Naturally, China’s prominence in the BRICS makes Malaysia feel more secure. China is Thailand’s largest trade partner as well. The trade between China and Thailand increased by US$ 13 billion in 2023 despite continuing to grow for the past five years. For Malaysia and Thailand to join the BRICS makes sense in terms of business.  ,
That said, China is not the only factor binding BRICS together. Russia or China for that matter are both much more important than the BRICS. Southeast Asian nations like Malaysia and Thailand are already interconnected with China in a number of ways through bilateral and ASEAN-led multilateral agreements, so they do n’t need to approach BRICS forums to engage with China.

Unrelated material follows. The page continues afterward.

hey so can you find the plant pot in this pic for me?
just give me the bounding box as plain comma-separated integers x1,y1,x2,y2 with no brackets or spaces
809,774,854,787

India, South Africa, and Brazil are the three main emerging economies in the modern financial system and global politics with strong ties to the US and its allies in the West and Asian worlds as well. While assessing the BRICS, it is unfortunate that these three nations have their own minilateral, IBSA, despite how inactive it is.  ,
Conclusion
Despite China being neither a rising economic nor military power, it is actually one of the two superpowers and technically does not belong to the Global South any longer. BRICS, which started as a primarily economic initiative to facilitate the transmission of economic clout to the Global South, has grown into an important multilateral grouping representing the rising powers of the world. The BRICS face challenges and opportunities because of their diverse membership and the presence of China and Russia.  ,
It is not likely to be a Sino-Russian-centric bloc aimed at drawing diplomatic blows at the US, though one cannot look into a crystal ball and predict the future of BRICS/BRICS . When at their best, BRICS will counteract the current West-led liberal international order by combining the world’s various viewpoints into one that best fits the bloc’s shared minimum goals rather than a Sino-Russian club with some friends.

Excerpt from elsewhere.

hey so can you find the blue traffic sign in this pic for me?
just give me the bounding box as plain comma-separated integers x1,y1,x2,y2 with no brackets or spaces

Members ‘ deteriorating sentiments regarding Beijing’s diplomatic acceptability and the bloc’s heavy economic and trade dependence on China make the bloc vulnerable. China’s hegemonic ambitions have  , subverted this grouping of solidarity , of the Global South especially in the context of relations with India. India’s explosive growth and growing geopolitical influence also put a strain on the BRICS’s ability to stay China-focused.
A growing multi-regional and multilateral bloc may not be able to produce any alliance-style outcomes based on the examples of other large groups like the EU or ASEAN, given the differences in economic status, cultural background, individual country agendas, and their respective balancing acts in relation to the US and its allies.
The BRICS multilateral will be further democratized by the addition of Malaysia and Thailand, keeping it a few more steps away from member dominance. Avoidance of domination, after all, is precisely what BRICS stands for.